A case involving a 42-year-old male diagnosed with AML harboring eight CH mutations (predominantly CG>TG) detected by myeloid panel sequencing presented to our laboratory (Figure 1A). The patient’s sister had previously succumbed to AML at the age of 30 years. WES of leukemic blasts revealed a germline biallelic 4-bp deletion in MBD4 (c.612_615del; p.Ser205ThrfsTer9), confirmed by amplicon sequencing of peripheral blood and was shown to segregate with disease in the family (Figure 1B).

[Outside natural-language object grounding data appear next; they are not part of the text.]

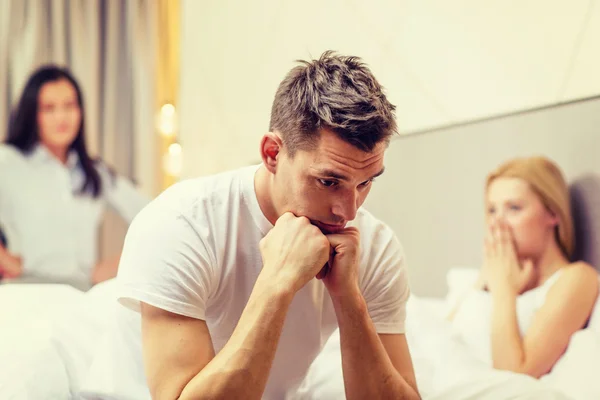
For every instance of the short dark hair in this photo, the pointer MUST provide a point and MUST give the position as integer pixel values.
(335, 92)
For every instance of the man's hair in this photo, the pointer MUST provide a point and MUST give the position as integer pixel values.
(338, 93)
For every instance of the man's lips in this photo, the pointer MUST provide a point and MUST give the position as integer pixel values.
(328, 228)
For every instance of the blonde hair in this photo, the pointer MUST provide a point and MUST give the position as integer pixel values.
(547, 181)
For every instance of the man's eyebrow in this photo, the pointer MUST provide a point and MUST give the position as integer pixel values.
(328, 173)
(379, 173)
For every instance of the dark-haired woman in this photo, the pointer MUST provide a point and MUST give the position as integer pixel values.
(52, 193)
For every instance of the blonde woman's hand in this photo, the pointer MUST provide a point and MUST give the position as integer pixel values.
(11, 266)
(502, 270)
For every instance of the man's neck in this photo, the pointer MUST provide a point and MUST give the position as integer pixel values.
(263, 189)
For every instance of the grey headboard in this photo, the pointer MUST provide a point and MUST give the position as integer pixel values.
(432, 191)
(585, 198)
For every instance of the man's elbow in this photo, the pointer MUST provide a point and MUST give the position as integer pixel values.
(524, 368)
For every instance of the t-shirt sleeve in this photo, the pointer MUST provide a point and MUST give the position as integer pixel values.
(385, 284)
(165, 264)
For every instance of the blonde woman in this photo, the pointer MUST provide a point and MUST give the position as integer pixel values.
(530, 298)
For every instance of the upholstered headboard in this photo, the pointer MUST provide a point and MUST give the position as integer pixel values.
(585, 198)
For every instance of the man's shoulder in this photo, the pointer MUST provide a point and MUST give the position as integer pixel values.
(372, 227)
(208, 193)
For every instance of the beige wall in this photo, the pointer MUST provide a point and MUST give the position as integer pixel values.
(442, 62)
(431, 193)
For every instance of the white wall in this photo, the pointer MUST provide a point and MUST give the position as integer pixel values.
(441, 61)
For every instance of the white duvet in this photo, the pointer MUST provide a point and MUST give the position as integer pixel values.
(47, 342)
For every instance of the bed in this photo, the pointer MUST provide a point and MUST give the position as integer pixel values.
(48, 335)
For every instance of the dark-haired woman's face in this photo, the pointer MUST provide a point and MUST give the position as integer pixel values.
(59, 115)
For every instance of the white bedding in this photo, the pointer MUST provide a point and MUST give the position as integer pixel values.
(51, 349)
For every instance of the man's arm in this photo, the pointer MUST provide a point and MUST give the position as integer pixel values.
(10, 266)
(375, 366)
(179, 357)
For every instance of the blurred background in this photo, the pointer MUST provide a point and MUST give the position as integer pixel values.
(183, 88)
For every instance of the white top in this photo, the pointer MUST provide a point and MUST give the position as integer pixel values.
(48, 222)
(194, 251)
(472, 322)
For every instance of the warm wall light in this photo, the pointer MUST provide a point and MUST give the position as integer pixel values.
(167, 120)
(173, 160)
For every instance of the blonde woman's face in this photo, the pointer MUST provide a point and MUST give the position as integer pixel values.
(513, 201)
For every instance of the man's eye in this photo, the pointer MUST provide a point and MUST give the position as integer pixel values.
(367, 183)
(327, 182)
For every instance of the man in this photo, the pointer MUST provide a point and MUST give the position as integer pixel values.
(222, 269)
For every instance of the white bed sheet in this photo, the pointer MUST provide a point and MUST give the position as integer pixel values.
(31, 367)
(59, 328)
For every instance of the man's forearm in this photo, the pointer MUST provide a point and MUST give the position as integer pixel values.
(242, 367)
(368, 370)
(507, 344)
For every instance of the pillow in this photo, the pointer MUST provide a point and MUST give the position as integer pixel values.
(76, 334)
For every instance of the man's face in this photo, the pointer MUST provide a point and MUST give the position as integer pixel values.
(327, 184)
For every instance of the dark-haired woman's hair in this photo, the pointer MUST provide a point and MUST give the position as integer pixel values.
(23, 130)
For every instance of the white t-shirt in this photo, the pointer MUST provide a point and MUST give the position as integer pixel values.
(194, 251)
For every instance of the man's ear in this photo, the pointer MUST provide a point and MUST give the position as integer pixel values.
(553, 218)
(271, 146)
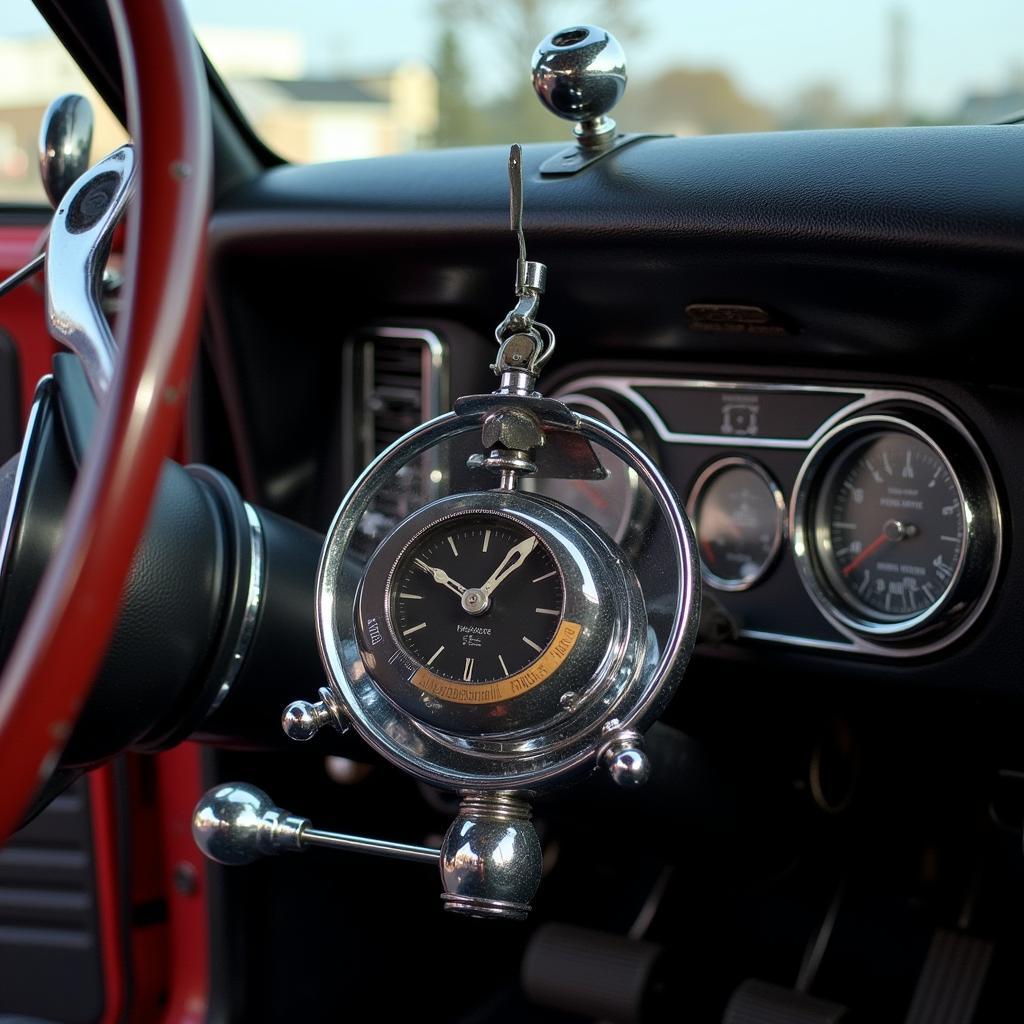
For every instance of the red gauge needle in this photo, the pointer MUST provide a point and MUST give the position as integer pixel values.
(883, 538)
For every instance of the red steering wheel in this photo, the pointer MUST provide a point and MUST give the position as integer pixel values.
(65, 636)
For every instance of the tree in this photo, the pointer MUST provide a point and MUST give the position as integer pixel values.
(457, 117)
(689, 101)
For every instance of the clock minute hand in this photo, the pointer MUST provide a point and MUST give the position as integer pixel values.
(439, 576)
(515, 557)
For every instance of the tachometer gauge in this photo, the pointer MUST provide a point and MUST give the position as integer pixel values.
(890, 526)
(738, 514)
(896, 528)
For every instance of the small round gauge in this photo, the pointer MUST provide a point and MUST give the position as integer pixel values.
(613, 503)
(738, 514)
(476, 599)
(889, 527)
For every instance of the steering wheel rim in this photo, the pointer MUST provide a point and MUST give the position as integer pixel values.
(65, 636)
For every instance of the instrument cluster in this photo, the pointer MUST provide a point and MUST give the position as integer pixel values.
(858, 519)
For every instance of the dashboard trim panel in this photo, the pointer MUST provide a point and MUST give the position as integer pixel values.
(877, 399)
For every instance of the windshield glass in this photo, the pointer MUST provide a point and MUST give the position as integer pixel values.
(323, 79)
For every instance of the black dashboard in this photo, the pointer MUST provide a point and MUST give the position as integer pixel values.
(741, 298)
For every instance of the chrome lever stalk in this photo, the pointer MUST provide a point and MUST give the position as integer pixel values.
(237, 823)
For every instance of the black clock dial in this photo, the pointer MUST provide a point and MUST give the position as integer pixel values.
(476, 598)
(891, 526)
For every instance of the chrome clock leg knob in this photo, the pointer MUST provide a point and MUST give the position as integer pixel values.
(491, 858)
(301, 720)
(623, 755)
(237, 823)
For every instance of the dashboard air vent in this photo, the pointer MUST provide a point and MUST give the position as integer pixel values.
(396, 378)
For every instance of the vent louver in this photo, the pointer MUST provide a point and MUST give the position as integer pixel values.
(396, 379)
(48, 924)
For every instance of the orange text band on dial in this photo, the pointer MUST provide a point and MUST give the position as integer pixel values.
(503, 689)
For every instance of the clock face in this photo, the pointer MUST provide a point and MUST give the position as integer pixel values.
(475, 599)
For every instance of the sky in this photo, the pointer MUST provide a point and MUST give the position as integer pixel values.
(772, 48)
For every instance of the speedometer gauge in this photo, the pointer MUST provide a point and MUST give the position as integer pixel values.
(890, 526)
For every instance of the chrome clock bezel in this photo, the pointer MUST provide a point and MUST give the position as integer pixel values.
(978, 563)
(778, 499)
(644, 673)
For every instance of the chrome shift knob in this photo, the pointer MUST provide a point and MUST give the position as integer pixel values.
(580, 74)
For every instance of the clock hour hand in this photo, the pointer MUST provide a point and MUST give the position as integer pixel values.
(515, 557)
(439, 576)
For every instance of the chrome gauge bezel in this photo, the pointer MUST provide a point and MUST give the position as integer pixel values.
(645, 668)
(778, 500)
(979, 559)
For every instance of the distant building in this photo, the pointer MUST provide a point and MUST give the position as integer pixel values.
(986, 109)
(36, 70)
(308, 119)
(314, 119)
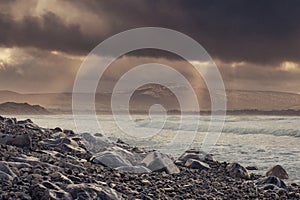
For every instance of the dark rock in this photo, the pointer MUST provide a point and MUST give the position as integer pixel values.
(252, 168)
(134, 169)
(4, 168)
(110, 159)
(92, 191)
(57, 129)
(196, 155)
(95, 144)
(271, 180)
(23, 141)
(278, 171)
(196, 164)
(156, 161)
(236, 170)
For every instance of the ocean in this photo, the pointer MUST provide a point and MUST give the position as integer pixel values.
(262, 141)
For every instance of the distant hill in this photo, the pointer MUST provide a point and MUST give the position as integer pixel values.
(12, 108)
(148, 95)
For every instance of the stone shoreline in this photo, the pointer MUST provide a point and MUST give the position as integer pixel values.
(39, 163)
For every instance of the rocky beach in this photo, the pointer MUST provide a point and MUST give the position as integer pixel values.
(43, 163)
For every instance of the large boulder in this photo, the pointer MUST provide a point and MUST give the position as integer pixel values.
(92, 191)
(156, 161)
(65, 144)
(272, 180)
(134, 169)
(110, 159)
(277, 171)
(196, 155)
(236, 170)
(22, 141)
(95, 143)
(5, 169)
(196, 164)
(47, 190)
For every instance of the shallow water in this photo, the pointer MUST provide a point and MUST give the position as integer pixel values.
(261, 141)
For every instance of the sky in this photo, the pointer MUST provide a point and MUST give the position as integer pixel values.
(255, 44)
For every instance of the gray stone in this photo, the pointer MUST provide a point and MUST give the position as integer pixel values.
(134, 169)
(156, 161)
(196, 164)
(95, 144)
(23, 141)
(278, 171)
(110, 159)
(236, 170)
(196, 155)
(92, 191)
(5, 177)
(271, 180)
(4, 168)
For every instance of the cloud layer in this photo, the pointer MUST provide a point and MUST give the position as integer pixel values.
(255, 44)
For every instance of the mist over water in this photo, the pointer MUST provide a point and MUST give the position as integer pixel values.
(261, 141)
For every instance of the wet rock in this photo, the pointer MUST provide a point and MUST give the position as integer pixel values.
(92, 191)
(236, 170)
(110, 159)
(95, 144)
(196, 164)
(41, 192)
(5, 177)
(196, 155)
(22, 141)
(252, 168)
(159, 162)
(271, 180)
(134, 169)
(5, 169)
(278, 171)
(63, 145)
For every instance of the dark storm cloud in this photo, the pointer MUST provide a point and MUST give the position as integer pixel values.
(253, 31)
(265, 32)
(46, 32)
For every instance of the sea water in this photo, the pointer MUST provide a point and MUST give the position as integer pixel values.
(262, 141)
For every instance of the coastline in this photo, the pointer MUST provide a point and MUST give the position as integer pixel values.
(56, 163)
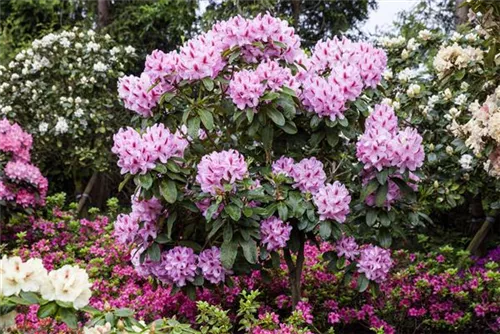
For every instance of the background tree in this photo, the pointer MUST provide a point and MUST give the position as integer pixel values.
(312, 19)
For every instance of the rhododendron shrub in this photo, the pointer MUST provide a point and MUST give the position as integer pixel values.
(236, 150)
(22, 185)
(445, 85)
(61, 89)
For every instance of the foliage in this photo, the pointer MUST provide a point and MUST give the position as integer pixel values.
(314, 20)
(22, 21)
(217, 113)
(22, 186)
(152, 24)
(61, 90)
(426, 288)
(436, 81)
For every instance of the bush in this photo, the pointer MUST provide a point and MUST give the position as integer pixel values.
(61, 90)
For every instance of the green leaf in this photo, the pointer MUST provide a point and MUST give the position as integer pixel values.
(283, 211)
(384, 237)
(124, 313)
(382, 176)
(228, 252)
(145, 181)
(276, 116)
(325, 230)
(406, 190)
(206, 118)
(162, 238)
(208, 83)
(267, 137)
(124, 182)
(363, 283)
(154, 252)
(215, 228)
(369, 189)
(68, 317)
(381, 195)
(212, 209)
(193, 127)
(371, 217)
(47, 310)
(249, 250)
(228, 233)
(168, 189)
(233, 211)
(250, 114)
(170, 223)
(288, 91)
(30, 297)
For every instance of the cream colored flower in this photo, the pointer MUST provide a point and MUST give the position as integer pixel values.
(68, 284)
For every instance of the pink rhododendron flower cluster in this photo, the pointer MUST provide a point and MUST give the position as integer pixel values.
(393, 192)
(332, 202)
(180, 265)
(374, 262)
(202, 57)
(382, 146)
(136, 94)
(211, 266)
(140, 224)
(139, 153)
(308, 175)
(274, 233)
(347, 247)
(15, 141)
(263, 40)
(22, 183)
(219, 168)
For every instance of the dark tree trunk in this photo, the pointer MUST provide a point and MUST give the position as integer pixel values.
(296, 13)
(295, 271)
(461, 12)
(102, 13)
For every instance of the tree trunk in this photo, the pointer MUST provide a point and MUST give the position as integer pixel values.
(480, 236)
(461, 12)
(295, 271)
(102, 13)
(85, 195)
(296, 13)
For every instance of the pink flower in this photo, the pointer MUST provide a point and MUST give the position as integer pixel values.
(274, 233)
(15, 141)
(245, 89)
(211, 266)
(283, 165)
(273, 74)
(180, 265)
(219, 168)
(383, 117)
(408, 150)
(162, 66)
(323, 97)
(201, 57)
(146, 210)
(126, 228)
(162, 144)
(309, 175)
(134, 155)
(136, 94)
(332, 202)
(347, 77)
(374, 262)
(347, 247)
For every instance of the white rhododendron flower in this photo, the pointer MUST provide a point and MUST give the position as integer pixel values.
(68, 284)
(17, 276)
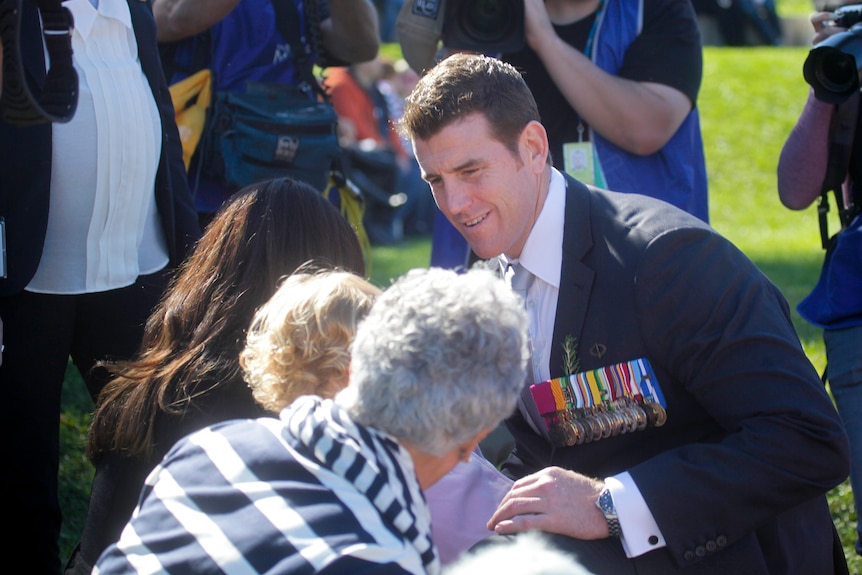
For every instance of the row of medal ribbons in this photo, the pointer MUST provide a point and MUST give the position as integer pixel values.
(600, 403)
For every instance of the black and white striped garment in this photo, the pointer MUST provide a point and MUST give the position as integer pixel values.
(311, 492)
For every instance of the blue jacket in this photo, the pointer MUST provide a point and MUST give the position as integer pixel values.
(677, 172)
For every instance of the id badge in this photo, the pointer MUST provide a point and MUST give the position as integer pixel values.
(578, 161)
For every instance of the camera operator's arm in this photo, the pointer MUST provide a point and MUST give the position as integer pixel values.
(178, 19)
(350, 34)
(802, 163)
(639, 117)
(803, 159)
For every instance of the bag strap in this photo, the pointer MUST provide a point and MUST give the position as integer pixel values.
(290, 27)
(842, 131)
(58, 97)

This variant is rare in the Genome Aggregation Database (gnomAD v4.1.0), with an allele frequency of 0.0000399, and has only been observed in the heterozygous state (0.00000248), with no individuals carrying biallelic mutations. A similar familial case of the same biallelic c.612_615del frameshift deletion was reported in a patient with colorectal adenomas and myelodysplastic syndrome that evolved to AML.10 Given the patient’s origin in an Israeli Christian Arab community with notable endogamy and a high inbreeding coefficient,11 and the family’s denial of consanguinity, we hypothesized that this MBD4 mutation may represent a founder variant predisposing to MANS among Israeli Christian Arabs. In the current study we aimed to assess the prevalence of the MBD4 c.612_615del mutation in the Christian-Arab population in Israel, and to study the consequences of the MBD4 c.612_615del in heterozygous carriers.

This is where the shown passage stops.